Though he is very much alive (Rodriguez is only 39), and plans to remain so for a number of decades, he is currently in the process of converting his diminutive apartment into a full-fledged museum: the eponymous Bert Rodriguez Museum on Clinton Street in West Hollywood. It will have a board of trustees and not-for-profit status — even as he continues to live in the space, accompanied by Wilson, a shaggy Yorkie-Schnauzer mix.

“I’m doing it,” says Rodriguez, “because no one is telling me I can’t.”
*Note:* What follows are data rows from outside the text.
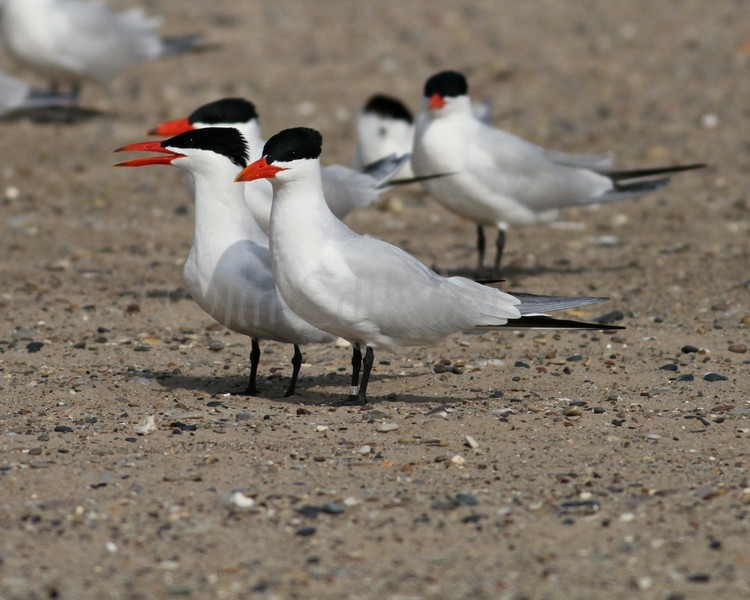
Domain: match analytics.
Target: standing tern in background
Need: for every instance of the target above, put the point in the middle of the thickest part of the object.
(74, 41)
(345, 188)
(385, 126)
(363, 289)
(228, 269)
(500, 179)
(17, 95)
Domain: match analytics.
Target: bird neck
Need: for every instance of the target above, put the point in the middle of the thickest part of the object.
(221, 217)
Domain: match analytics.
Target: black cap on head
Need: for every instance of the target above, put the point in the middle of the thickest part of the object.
(293, 144)
(388, 107)
(226, 110)
(226, 141)
(448, 84)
To be certain, Rodriguez’s museum is as much a work of art as it will be an actual museum with objects to look at. The artist, who was born and raised in Miami (he’s lived in L.A. for three years), has made a career out of ephemeral gestures and prankish actions that poke at the art world’s obsessions with status and money.
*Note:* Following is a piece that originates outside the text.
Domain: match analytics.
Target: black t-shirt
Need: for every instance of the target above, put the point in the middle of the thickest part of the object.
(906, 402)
In a show called “Advertising Works” at the Fredric Snitzer Gallery in Miami in 2007, he sold off all of his wall space to advertisers, then turned around and sold all of the ad banners as his own works of art. At the Whitney Biennial in 2008, he sat inside a room, designed like a psychiatrist’s office, and offered “therapy sessions” to patrons, even though he is not a trained therapist. And for an exhibition at the Bass Museum of Art in Miami in 2009, Rodriguez greeted patrons to the museum in the front garden buried in soil up to his neck.

The artist has cooked meals with his mother and massaged art patrons’ feet as part of his work, which includes elements of installation, performance, photography and sculpture. But he says that his latest gesture — a museum — gets at a system that often places the artist last.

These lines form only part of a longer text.